New York Restoration Project strengthens community by improving open spaces
Photo credit: Ellen Xie/New York Restoration Project.
A team from Charlotte, N.C., a Knight community, will shadow the work of the New York Restoration Project to improve quality of life in the city by transforming open spaces through the Resilience in the Public Realm initiative.
Related Link
“Charlotte, N.C., team to import ideas from work of New York Restoration Project” by Susan Patterson on Knight Blog
What if every walk from home to school, school to work, work to the grocer, promoted physical fitness, prevented crime, cleaned the air and water, offered opportunities for urban agriculture, provided habitat for birds and pollinators, and generally fostered constructive social behavior?
With help from Knight Foundation, New York Restoration Project will answer those questions with our project Resilience in the Public Realm. This multi-year initiative seeks to foster social and environmental resilience by bringing all open spaces in one low-income New York community to their full potential. Without support from Knight Foundation, we could not undertake critical planning, including spatial analysis to identify a community; the formation of an evaluation framework; and preliminary design concepts.

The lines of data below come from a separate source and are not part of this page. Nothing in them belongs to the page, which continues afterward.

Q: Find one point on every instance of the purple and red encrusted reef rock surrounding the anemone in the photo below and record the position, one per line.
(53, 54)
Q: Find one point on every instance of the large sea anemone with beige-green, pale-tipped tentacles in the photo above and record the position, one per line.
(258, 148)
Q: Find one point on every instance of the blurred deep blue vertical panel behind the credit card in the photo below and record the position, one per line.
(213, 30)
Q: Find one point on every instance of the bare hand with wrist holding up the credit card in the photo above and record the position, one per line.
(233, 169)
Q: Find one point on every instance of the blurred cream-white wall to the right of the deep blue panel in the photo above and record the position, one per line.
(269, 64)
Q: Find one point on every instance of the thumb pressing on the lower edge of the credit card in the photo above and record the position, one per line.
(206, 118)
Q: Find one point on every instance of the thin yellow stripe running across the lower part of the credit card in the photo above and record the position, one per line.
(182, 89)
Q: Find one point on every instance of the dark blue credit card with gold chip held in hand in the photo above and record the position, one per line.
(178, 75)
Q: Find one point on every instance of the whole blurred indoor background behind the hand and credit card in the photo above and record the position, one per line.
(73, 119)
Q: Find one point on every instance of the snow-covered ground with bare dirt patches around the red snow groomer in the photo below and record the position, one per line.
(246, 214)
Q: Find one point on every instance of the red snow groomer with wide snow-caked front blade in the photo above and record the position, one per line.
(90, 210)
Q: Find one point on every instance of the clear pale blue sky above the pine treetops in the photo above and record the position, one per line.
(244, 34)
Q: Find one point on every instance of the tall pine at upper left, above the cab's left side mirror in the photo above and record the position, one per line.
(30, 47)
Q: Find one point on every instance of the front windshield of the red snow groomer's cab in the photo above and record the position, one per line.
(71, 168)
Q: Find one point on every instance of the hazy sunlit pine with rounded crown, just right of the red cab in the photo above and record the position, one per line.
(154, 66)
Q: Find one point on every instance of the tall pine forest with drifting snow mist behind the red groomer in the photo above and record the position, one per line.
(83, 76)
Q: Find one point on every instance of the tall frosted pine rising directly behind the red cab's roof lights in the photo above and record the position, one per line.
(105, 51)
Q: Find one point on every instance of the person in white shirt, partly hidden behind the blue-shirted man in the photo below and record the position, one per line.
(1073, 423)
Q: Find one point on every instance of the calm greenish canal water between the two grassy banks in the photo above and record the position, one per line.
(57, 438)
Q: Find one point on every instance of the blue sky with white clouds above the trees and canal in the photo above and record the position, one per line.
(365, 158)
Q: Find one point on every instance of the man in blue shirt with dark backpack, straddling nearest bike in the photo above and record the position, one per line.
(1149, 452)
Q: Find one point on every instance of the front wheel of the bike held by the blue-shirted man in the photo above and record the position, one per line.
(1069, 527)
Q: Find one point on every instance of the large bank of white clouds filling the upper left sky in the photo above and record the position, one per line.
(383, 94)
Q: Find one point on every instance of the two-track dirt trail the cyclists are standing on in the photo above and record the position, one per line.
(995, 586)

Green infrastructure, public health, affordable housing, social services all coincide in the public realm. As the vital connector between these overlapping urban concerns, public open spaces can support and amplify efforts intended to improve environmental quality, health, housing and other fundamental urban issues. With Resilience in the Public Realm, we will bring every open space in a single neighborhood – each street tree, vacant lot, park, community garden, median and the like – into a network designed to improve quality of life indicators such as public and environmental health, crime reduction and community engagement.
Strong correlations exist between well-maintained, verdant public open spaces and a range of quality of life metrics. Data and qualitative evaluations show that people who enjoy high-quality public space in their own neighborhood – by gardening, gathering to socialize or having a patch of grass to play on – tend to take better care of themselves and each other. We have witnessed this phenomenon on a very local level through our work in parks, community gardens, and other public and private properties for nearly two decades.

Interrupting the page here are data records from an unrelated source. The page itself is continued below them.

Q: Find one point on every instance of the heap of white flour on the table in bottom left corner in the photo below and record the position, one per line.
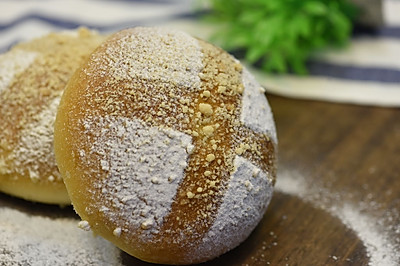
(41, 241)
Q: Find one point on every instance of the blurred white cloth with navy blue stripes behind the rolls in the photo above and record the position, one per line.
(367, 72)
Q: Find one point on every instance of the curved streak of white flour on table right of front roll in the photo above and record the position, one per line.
(379, 241)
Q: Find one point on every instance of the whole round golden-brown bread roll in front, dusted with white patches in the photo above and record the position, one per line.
(167, 146)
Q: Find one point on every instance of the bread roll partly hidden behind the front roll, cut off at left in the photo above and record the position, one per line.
(32, 77)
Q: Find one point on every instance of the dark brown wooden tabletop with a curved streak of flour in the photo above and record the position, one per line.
(337, 198)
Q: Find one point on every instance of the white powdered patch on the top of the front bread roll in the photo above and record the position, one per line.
(157, 54)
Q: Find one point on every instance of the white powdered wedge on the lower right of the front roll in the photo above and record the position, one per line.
(244, 204)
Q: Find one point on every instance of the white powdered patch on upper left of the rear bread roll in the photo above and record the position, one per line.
(12, 63)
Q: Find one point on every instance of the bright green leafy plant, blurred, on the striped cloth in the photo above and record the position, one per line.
(280, 35)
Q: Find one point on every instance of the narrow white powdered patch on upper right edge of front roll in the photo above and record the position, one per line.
(256, 112)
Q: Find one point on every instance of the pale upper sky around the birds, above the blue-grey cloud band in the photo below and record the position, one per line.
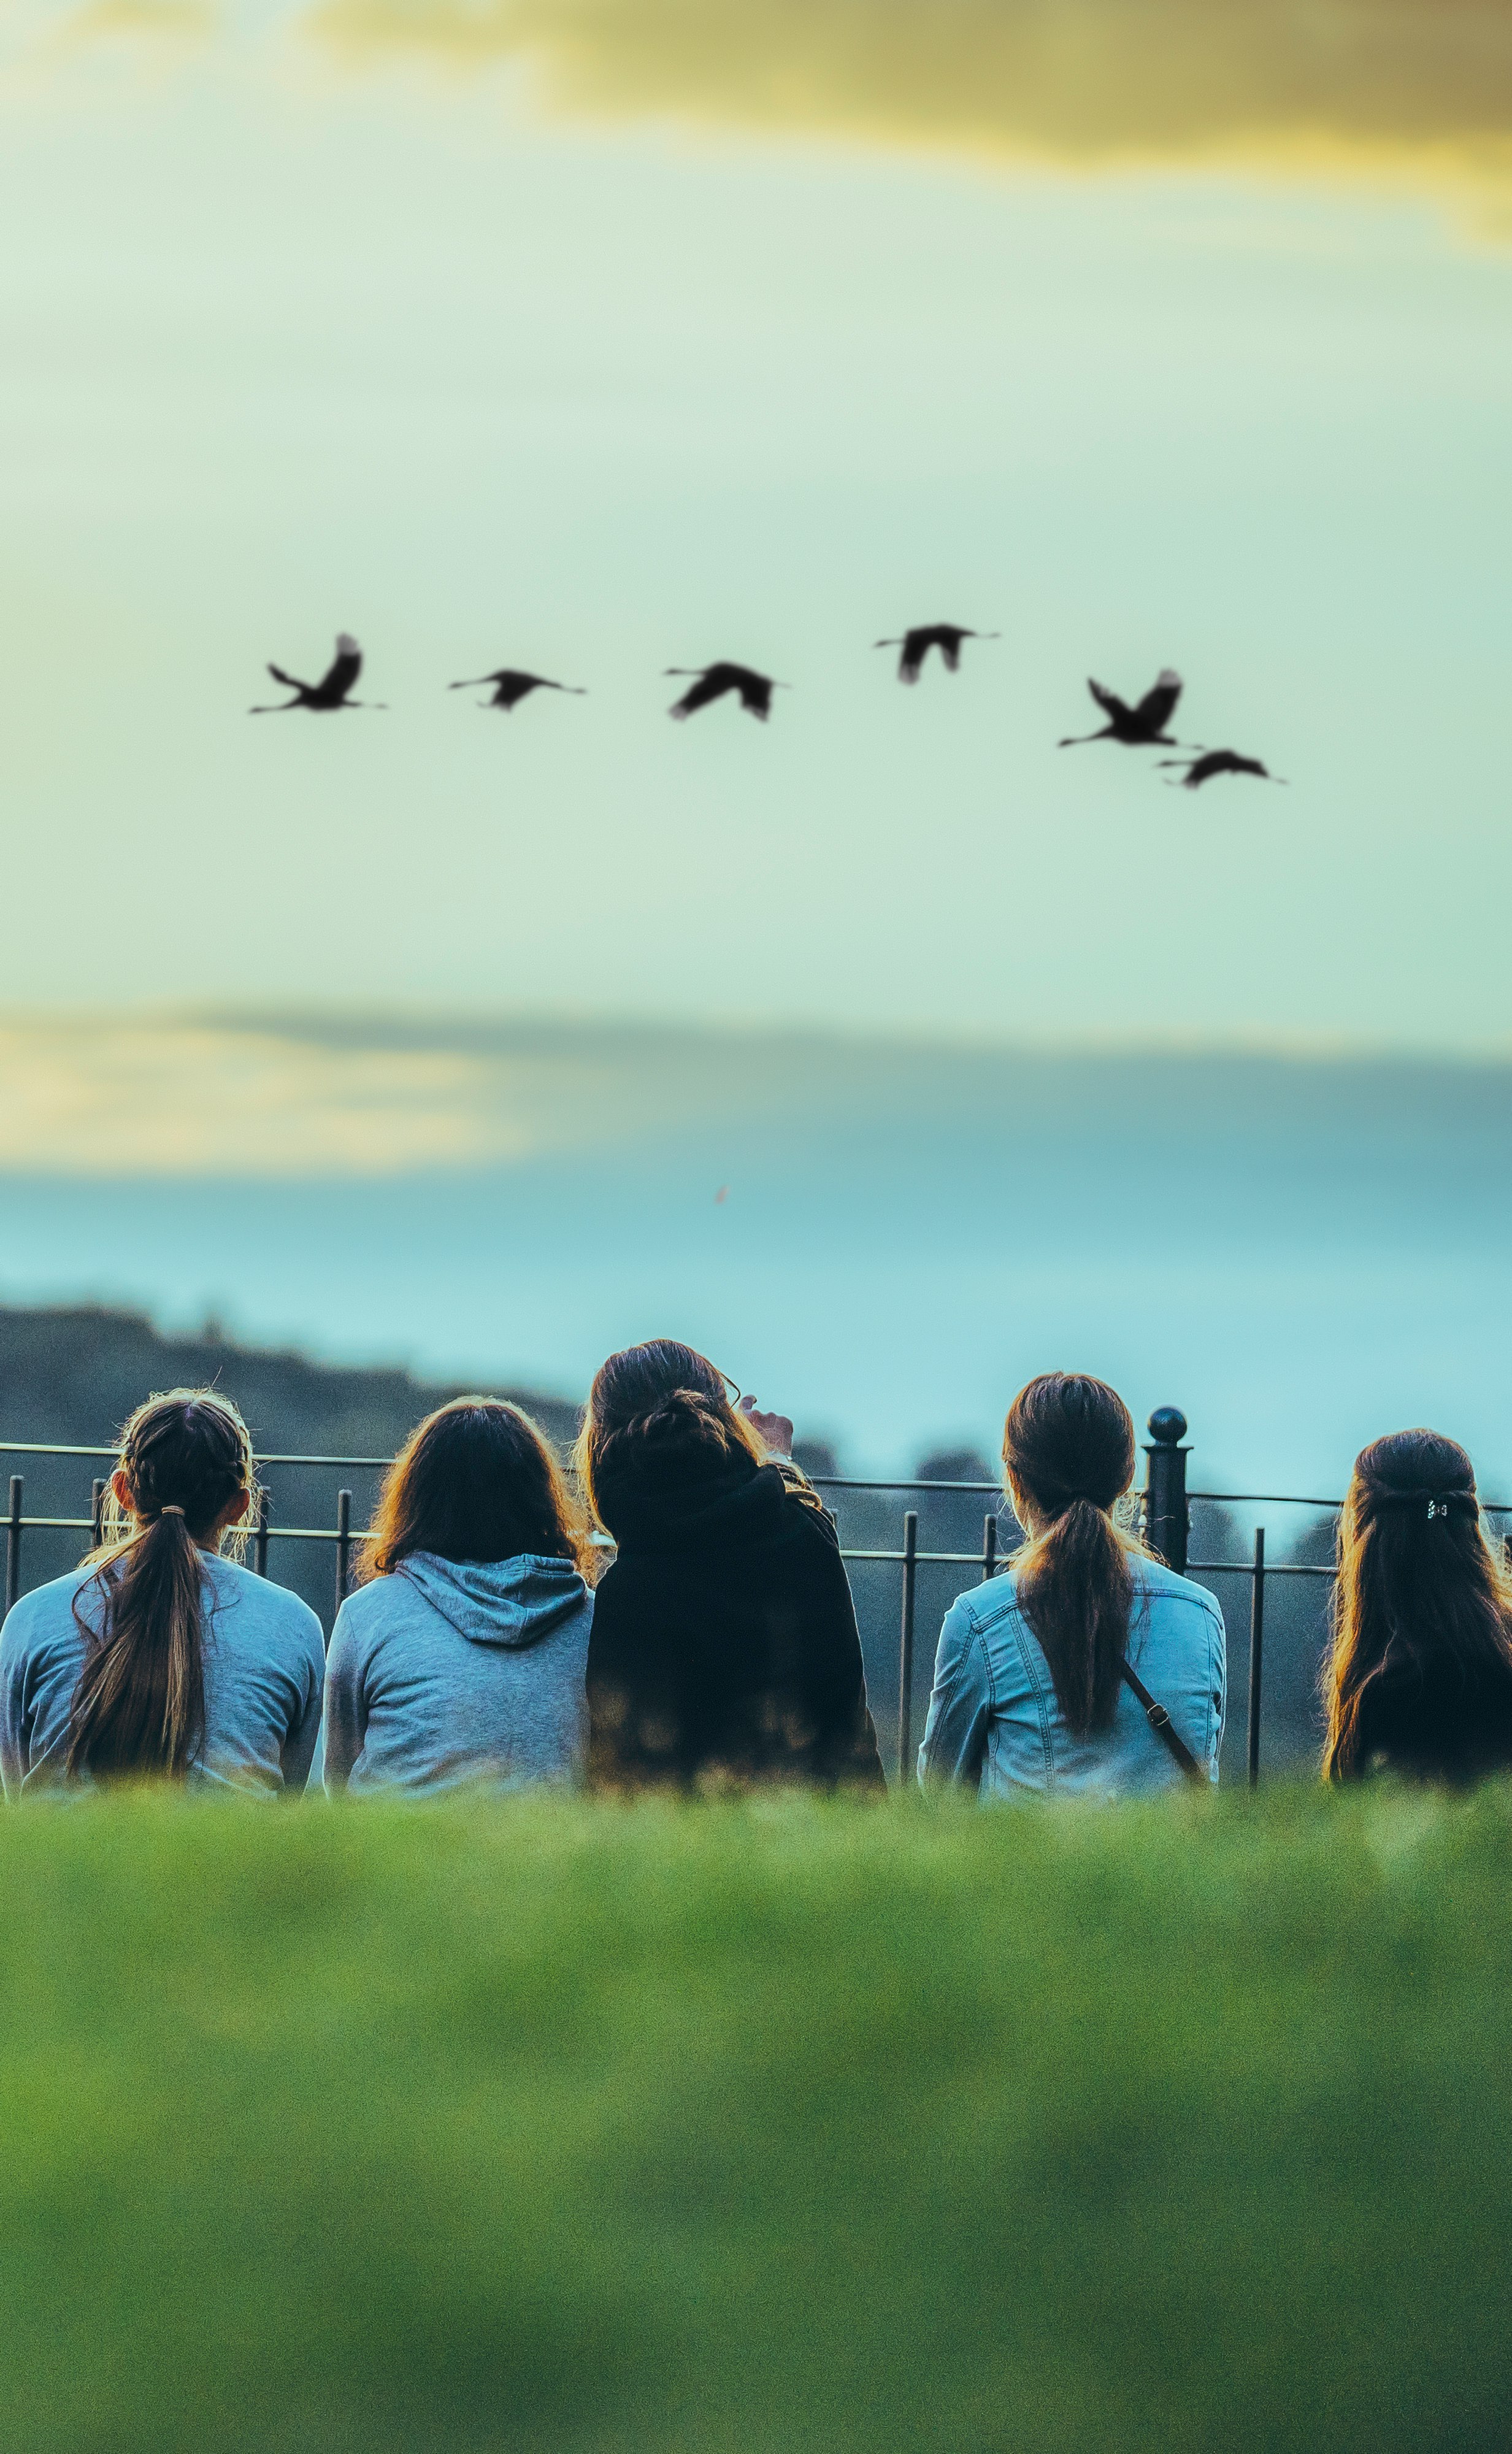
(615, 337)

By transforming open spaces, we create a context for community to happen. At our Seagirt Boulevard Community Garden in the Far Rockaways, community gardener Sharon Keller grows fruit and vegetables. Because Sharon suffers from lupus, organic, nutrient-rich produce is essential, but hard to come by affordably in the Far Rockaways. Sharon also advocates for the community, spreading the word about garden-based resources neighbors can tap into by simply getting involved. She introduced the space to Rich Maddox, for example, who started growing produce at Seagirt as well.
When we conducted post-Hurricane Sandy restoration at Seagirt, Rich volunteered with New York Restoration Project, rekindling dormant carpentry skills as he built vegetable beds alongside our staff. Last autumn Rich joined our operations team as an AmeriCorps member, bringing those carpentry skills to all our Brooklyn and Queens gardens. He’s developing horticultural skills and deepening social connections within his neighborhood. The impact of our green spaces on local communities is cyclical; as Rich’s skills and connection to his community improve, so too do the quality of spaces he works on, providing the opportunity for others to follow the same path.
After nearly two decades bringing private resources to spaces that lack adequate municipal support, we are eager to demonstrate what we already know is true: the presence of high-quality, well-maintained public open spaces decreases crime, increases small business success, and improves mental and physical health. Resilience in the Public Realm will prove those links, by beginning with a comprehensive data baseline against which we’ll measure future conditions. This research and data baseline will be established with support from the Doris Duke Charitable Foundation.
We’re confident that this carefully planned approach, working at the neighborhood scale and engaging community at every point, will produce meaningful and measureable change, one neighborhood at a time.
Deborah Marton is executive director of the New York Restoration Project.